Gamma One versus space yetis delivers the low-budget, idiotic thrills the film has been promising you, but once it’s over you realize the movie has only been going on for an hour or so. There’s a whole other tacked-on second climax with our Gamma One crew finally back in space, leading a retaliatory strike against the space yetis’ hidden space base, where they are still hanging around, messing with our climate. It really feels like Margheriti/Deodato wrapped the film, started packing up to go home, then realized they were about twenty minutes short of feature-length.
Luckily, those twenty minutes really deliver what I want and expect from a Gamma One film. All of the awesome miniatures, rocketships, and GI Joe action figures being swung around on wires in front of black backgrounds get crammed into the finale’s secret mission to track down, then blow up, the space yetis’ cosmic base, putting to an end their dastardly plans to do to humanity with climate change what humanity is perfectly capable of doing by itself to itself, thank you very much. Fans of cheap sci-fi special effects will not be disappointed.
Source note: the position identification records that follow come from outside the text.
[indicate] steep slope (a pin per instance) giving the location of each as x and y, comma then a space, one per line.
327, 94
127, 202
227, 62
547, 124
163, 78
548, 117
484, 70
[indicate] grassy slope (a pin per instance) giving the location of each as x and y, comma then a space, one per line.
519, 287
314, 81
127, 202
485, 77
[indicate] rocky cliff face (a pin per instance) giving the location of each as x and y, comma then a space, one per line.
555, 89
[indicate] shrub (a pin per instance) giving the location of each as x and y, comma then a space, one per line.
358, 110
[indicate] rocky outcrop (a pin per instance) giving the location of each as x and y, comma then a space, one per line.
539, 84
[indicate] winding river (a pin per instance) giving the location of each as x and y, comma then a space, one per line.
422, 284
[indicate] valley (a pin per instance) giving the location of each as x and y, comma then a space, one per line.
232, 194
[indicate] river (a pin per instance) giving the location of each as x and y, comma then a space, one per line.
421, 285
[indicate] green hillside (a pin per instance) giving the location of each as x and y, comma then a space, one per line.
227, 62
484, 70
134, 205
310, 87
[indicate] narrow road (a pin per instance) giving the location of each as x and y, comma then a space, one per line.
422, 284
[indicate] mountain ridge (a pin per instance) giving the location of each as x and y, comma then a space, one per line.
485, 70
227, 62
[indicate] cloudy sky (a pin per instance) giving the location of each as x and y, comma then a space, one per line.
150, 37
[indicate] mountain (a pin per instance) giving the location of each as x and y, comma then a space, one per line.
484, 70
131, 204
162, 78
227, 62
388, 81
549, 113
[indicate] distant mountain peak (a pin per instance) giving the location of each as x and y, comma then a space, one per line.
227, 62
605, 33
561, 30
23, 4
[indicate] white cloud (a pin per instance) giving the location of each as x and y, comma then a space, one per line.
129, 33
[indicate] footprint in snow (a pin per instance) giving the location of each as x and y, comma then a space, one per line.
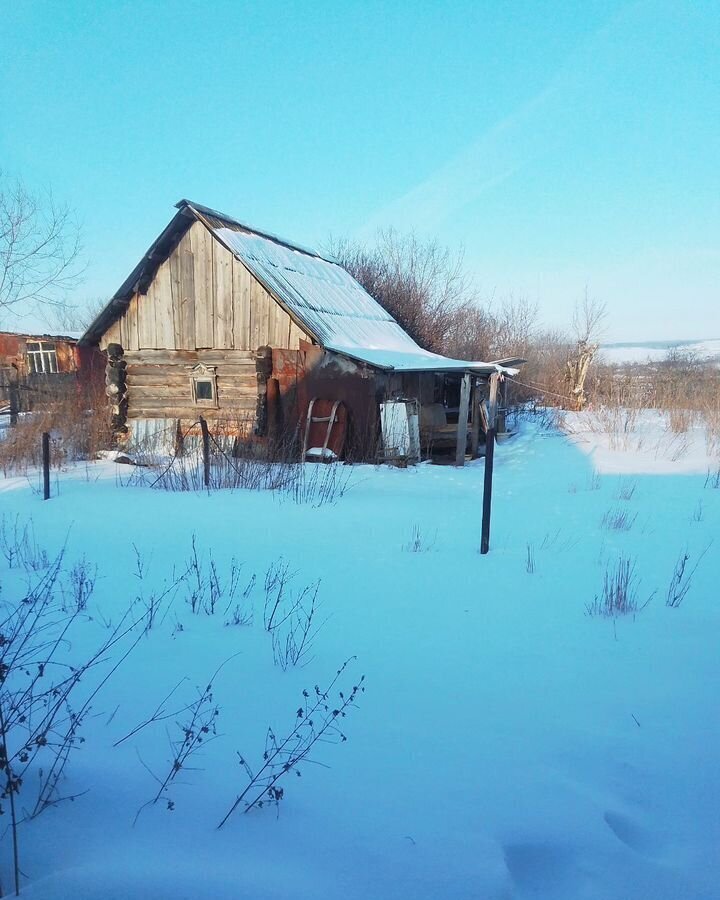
633, 835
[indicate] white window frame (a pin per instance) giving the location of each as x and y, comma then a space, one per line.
203, 373
42, 358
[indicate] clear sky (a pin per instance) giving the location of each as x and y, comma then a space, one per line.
562, 144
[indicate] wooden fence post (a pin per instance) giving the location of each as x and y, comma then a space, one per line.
206, 451
46, 465
489, 457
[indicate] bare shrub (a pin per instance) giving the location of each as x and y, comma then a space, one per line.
73, 413
417, 543
627, 490
619, 595
19, 546
290, 617
293, 636
205, 587
680, 420
618, 423
156, 603
193, 731
237, 461
681, 578
79, 585
618, 520
45, 696
317, 721
530, 559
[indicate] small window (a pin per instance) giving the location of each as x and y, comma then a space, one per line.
203, 390
204, 385
42, 357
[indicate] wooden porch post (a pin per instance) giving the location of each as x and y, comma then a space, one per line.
462, 420
475, 433
489, 456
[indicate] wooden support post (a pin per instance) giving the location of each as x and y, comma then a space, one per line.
14, 391
475, 432
46, 465
489, 456
462, 420
206, 451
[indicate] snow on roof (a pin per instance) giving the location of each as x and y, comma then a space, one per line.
35, 322
333, 306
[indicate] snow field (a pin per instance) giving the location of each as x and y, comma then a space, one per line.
508, 744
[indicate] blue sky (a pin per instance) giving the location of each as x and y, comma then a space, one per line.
562, 145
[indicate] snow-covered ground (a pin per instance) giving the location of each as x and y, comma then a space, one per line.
508, 744
623, 353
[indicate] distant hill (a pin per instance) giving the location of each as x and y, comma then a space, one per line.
653, 351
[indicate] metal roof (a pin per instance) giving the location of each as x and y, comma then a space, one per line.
328, 301
317, 292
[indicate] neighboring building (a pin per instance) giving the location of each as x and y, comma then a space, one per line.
39, 354
246, 329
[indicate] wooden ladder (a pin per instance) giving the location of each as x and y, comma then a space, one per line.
312, 420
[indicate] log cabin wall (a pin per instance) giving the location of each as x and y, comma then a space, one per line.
202, 306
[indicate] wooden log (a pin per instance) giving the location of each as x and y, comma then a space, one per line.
462, 420
210, 357
489, 458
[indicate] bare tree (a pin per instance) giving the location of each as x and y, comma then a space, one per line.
493, 331
588, 320
39, 248
422, 284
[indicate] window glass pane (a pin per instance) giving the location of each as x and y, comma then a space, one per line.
203, 390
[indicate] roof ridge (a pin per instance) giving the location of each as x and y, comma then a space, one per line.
268, 235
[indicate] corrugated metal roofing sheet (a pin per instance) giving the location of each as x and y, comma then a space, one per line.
333, 306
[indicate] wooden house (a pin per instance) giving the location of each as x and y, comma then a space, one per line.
226, 322
40, 367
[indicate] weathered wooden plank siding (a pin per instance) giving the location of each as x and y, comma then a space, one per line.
201, 242
203, 298
223, 286
159, 383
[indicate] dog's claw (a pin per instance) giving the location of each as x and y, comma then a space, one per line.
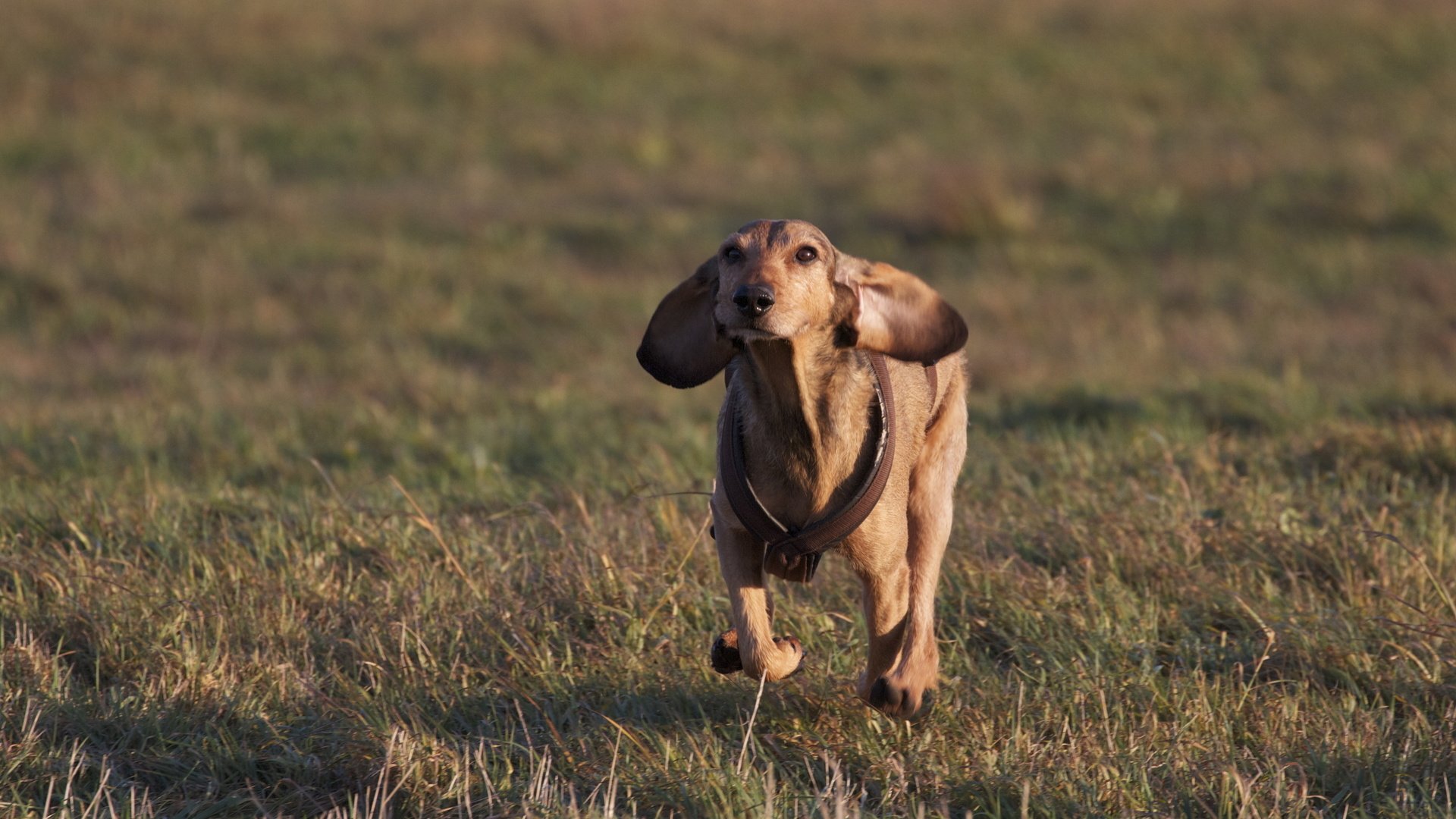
726, 657
726, 653
897, 701
799, 649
My favorite aspect of this has to be the spacewalks, which are realized in one of two ways: either by dangling an actor from a wire by their ass, allowing them to sort of just flail and spin around aimlessly; or by whizzing around little action figures with wind-up arm and leg kicking action.



I wonder if the film might have been more of a success if Margheriti’s head had been more in the game. Leaving the bulk of the work to assistant director Ruggero Deodato — and a novice Deodato at that — results in a noticeably different vibe. Because Deodato is best known for his nastiest film, one might assume he brings a harder edge to the Gamma One series. That’s not the case, and one needs to remember that although Deodato made a name for himself with Cannibal Holocaust, it’s not his definitive film — or it is, but it’s not the nastiness that makes for definitive Deodato; it’s the pointless wandering. I can think of a lot of Deodato films I can’t stand, but only one I really like (Raiders of Atlantis). Like most Italian directors, he made films in every genre, but his contributions always end up being, for me, slightly shoddy examples of each of the genres. Whether he’s ruining the Diabolik-inspired super-villain/fumetti film (Phenomenal and the Treasure of Tutankhamen) or the poliziotteschi film (Live Like a Cop, Die Like a Man), he always seems to bring a grubby sort of disinterest to much of what he makes.
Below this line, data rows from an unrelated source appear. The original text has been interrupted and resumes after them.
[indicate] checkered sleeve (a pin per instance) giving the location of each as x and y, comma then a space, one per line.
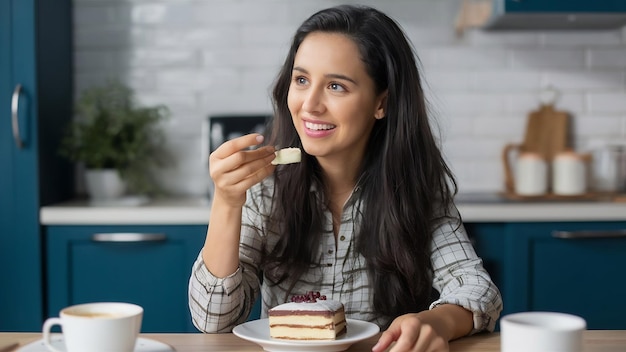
460, 277
219, 304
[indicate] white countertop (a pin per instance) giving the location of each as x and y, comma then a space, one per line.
195, 211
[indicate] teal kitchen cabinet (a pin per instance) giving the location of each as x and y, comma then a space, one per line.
571, 267
147, 265
35, 102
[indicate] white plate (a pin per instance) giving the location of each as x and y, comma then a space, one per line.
143, 345
258, 331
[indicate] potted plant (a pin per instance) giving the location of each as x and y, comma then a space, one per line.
118, 143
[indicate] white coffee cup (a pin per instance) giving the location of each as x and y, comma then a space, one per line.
531, 175
569, 174
541, 332
97, 327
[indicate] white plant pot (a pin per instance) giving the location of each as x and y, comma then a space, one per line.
104, 184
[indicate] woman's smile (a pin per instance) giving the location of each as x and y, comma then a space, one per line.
318, 129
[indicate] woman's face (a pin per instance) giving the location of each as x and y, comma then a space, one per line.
332, 99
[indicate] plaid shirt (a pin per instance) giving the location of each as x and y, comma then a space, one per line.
219, 304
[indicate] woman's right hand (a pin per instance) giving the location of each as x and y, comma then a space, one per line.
234, 168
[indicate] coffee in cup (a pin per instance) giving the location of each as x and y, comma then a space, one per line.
97, 327
541, 332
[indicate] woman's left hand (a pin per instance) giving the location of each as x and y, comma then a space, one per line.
411, 333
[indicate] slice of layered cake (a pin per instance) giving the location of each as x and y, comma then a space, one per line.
308, 317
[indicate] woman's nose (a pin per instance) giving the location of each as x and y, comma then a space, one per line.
313, 101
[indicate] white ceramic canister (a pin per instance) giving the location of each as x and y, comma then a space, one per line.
569, 174
531, 175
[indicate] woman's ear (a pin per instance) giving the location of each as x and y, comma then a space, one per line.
381, 106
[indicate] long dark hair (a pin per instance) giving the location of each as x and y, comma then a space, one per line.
405, 182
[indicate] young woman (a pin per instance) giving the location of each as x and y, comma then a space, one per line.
366, 218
Still, I don’t know that all of Snow Devils‘ shortcomings can fairly be placed at Deodato’s feet. It’s not like Margheriti was a perfect hitter or anything. But a disinterested Margheriti coupled with a green Deodato certainly goes a long way to sink a film that has a pretty solid high concept. The cast does what they can in familiar roles (even if some of the actors have swapped those familiar roles), but few performers can out-act scene after scene of walking wordlessly through a fake blizzard. Maybe Tarkovsky’s Snow Devils could have made that work, but not this one.